The most frequent question that I get these days is “which weight-loss operation is the best for me?” While there have been many bariatric procedures that have evolved over time, the Roux-en-y gastric bypass and the gastric sleeve seem to have withstood the test of time. Other weight-loss surgeries have been tried and have either fallen short in expectations over time, or some remain experimental and long-term outcomes are not yet known.
Gastric Sleeve. The sleeve gastrectomy has been around for a long time. It was first introduced as a part of the duodenal switch operation. However, in the past 15 years it has been found to be a good stand-alone operation, resulting in good weight loss. The operation consists of making a tube out of the stomach from the end of the esophagus to the lower portion of the stomach. The tube is narrow, perhaps a little bigger around than your index finger. This tube restricts how much food you can eat. We make it small because it will stretch out over time to be 35-40% the size of a normal stomach, which is what you need to maintain your weight loss. With the gastric sleeve weight loss is rapid at first with most weight loss occurring in the first 6 months. As the sleeve stretches, weight loss slows and is complete at about 1 year. At that point you can expect to lose about 70% of your excess weight. There is also good resolution or improvement in obesity-related illnesses associated with the gastric sleeve. Type II diabetes goes into remission about 60-70% of the time, with medications no longer needed. Hypertension and sleep apnea resolve or improve about 60-65% of the time. In short, the sleeve gastrectomy only restricts how much you eat. The food that is eaten is absorbed properly, so vitamin and mineral deficiencies are uncommon.

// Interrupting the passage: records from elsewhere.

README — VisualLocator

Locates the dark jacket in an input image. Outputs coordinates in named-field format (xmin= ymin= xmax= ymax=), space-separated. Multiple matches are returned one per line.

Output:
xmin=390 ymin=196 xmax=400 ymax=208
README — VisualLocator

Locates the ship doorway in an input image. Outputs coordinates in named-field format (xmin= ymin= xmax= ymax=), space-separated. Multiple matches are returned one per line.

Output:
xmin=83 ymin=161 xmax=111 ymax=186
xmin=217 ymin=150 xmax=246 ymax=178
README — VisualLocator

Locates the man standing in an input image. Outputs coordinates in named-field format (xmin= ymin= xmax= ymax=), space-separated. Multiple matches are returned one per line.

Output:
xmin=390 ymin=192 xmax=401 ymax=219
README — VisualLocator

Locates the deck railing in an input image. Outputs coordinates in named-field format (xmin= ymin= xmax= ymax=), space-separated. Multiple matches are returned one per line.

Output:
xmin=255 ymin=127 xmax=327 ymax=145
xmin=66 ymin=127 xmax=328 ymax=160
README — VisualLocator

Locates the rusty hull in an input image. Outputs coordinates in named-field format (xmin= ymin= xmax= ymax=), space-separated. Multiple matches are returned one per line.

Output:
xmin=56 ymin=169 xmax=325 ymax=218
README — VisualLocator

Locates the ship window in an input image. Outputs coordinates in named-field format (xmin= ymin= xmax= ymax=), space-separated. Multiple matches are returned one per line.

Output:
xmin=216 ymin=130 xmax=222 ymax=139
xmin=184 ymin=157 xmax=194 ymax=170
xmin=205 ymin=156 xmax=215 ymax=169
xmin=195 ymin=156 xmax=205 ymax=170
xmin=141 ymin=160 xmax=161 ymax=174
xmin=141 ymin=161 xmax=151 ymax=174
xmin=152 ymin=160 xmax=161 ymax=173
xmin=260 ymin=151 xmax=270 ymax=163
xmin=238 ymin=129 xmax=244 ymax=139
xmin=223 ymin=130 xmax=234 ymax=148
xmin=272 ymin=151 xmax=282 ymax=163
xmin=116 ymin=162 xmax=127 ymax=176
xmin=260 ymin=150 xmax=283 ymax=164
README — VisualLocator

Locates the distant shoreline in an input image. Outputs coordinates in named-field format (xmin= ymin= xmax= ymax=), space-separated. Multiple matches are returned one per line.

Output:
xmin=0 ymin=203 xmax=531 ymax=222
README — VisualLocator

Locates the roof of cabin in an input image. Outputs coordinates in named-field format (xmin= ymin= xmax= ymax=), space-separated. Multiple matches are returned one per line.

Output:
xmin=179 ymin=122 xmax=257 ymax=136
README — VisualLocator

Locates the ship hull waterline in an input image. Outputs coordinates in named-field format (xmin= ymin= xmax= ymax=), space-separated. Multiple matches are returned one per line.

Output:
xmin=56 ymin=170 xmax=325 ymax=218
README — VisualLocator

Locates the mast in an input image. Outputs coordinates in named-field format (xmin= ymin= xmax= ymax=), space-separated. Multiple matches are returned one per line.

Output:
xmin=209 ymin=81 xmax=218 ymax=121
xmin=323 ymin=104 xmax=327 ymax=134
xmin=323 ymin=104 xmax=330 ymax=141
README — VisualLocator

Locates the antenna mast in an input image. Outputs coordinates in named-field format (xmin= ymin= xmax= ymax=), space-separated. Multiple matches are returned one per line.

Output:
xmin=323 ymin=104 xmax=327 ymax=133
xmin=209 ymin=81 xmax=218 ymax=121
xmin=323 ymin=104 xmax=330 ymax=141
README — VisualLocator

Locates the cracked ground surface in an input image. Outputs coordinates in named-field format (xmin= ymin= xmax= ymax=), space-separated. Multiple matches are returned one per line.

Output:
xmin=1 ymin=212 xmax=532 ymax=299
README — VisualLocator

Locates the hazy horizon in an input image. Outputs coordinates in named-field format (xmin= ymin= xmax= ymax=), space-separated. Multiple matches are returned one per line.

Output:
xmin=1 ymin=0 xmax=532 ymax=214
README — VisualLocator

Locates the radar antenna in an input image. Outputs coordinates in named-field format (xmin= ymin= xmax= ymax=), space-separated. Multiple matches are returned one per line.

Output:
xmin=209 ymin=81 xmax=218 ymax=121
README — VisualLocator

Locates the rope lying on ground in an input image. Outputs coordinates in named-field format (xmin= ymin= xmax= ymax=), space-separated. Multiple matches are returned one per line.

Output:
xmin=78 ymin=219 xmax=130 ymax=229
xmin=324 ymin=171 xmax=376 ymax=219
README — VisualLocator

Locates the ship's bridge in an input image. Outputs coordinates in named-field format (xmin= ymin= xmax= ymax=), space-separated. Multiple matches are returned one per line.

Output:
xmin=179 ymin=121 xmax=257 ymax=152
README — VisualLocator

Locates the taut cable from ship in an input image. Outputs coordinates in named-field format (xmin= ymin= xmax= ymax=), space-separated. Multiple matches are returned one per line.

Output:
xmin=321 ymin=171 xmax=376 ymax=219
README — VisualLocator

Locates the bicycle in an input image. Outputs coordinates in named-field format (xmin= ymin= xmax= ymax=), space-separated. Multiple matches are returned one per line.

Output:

Gastric Bypass. The Roux-en-y gastric bypass has also been around for a long time–since the 1960’s. For many bariatric surgeons, the bypass is considered to be the gold standard for weight-loss surgery. The bypass has two parts to the operation. The first part consists of creating a pouch out of the upper part of the stomach which is connected to the esophagus. It too is small–about the size of an adult thumb and can contain about 1-1.5 ounces. It will also stretch to contain about 6-8 ounces over 1 year, allowing you to maintain your weight loss. The second part of the operation is the bypass. The first part of the small intestine is bypassed by connecting the second portion of the small intestine to the pouch. This changes where the bypass portion of the small intestine empties into the second portion of the small bowel. Although it sounds complicated, the end result is a change in how you absorb your food into the intestine. This is called the malabsorptive portion of the operation. The weight loss achieved with the bypass is about the same as the sleeve gastrectomy. Similarly, there is also a favorable impact on obesity-related illnesses. The resolution or improvement seen in hypertension and sleep apnea is about the same for the bypass as it is for the sleeve. However, the change in the anatomy associated with the bypass results in a much better remission rate for type II diabetes. We see resolution in diabetes in about 85% of gastric bypass patients in our practice. The down side of the gastric bypass is that over time it is possible to develop vitamin and mineral deficiencies because of the malabsorptive component. To prevent this from occurring, vitamin and mineral supplements are recommended, and with regular follow-up these deficiencies are uncommon.
So, now to answer the question…”which weight-loss operation is the best for me?” If you have Type II diabetes, the gastric bypass is the best operation for remission and a possible cure. However, if you don’t have type II diabetes, then the sleeve will result in about the same weight loss with a much lower risk of nutritional deficiencies.